Walter is right about transitive readonly - here's the alternative

Janice Caron caron800 at googlemail.com
Thu Sep 13 09:33:50 PDT 2007


On 9/13/07, Sean Kelly <sean at f4.ca> wrote:
> What if I only plan to use the class within a single thread and don't
> want to pay for the cost of a lock?

Interesting question. In C++, I would have said, if you only want
single-threaded, don't bother with thread-safety. It's only an issue
here because it looks like we're being told, you /must/ be
thread-safe.

I think the answer would have to be, write /as if/ multithreaded, and
then compile with a special compiler option (--singlethreaded or
something). That compiler option would throw away all the locking and
reduce it to nothing, so zero performance impact. That would be my
guess, anyway.

Someone else suggested (in another thread, I think) some way of
telling the D compiler "I want to be thread-unsafe" as part of the
D-language itself. I don't know how that would work, but maybe
something like

 unsafe
 {
     /* code */
 }

I don't think Walter would buy it though. I think the compiler option
would be the way to go.


> Also, how would this apply to a
> linked-list container?  Would each node have to be shared and thus have
> its own lock, or would the outermost one suffice?

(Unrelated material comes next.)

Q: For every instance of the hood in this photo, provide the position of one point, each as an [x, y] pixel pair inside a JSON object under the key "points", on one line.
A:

Things like that are totally up to the class designer, but if you
think of it in old-fashioned terms (manual mutex locking), you'd most
likely want to have one single mutex that controls access to the
entire list. That's what I'd do. You could have smaller granularity if
you want, but I'd go with one per list.

It's not obvious how to express that in code, however! I guess it
would be something like:

class List
{
    void InsertBefore(Node * next, Node * newNode);
    /* etc */
}

shared List shared_list;

scope list = writable(shared_list);
list.insertBefore(next, newNode);

In that example, "this" is being passed around - and it appears
unneccesary. (You'd think insertBefore() could be static) But of
course, it actually /is/ necessary to pass "this" around, because
that's where the mutex is.

There's lots of other ways of doing it, of course. Like I said, it's a
programmers' choice, and you can have as much or as little granularity
with what the share includes as you choose.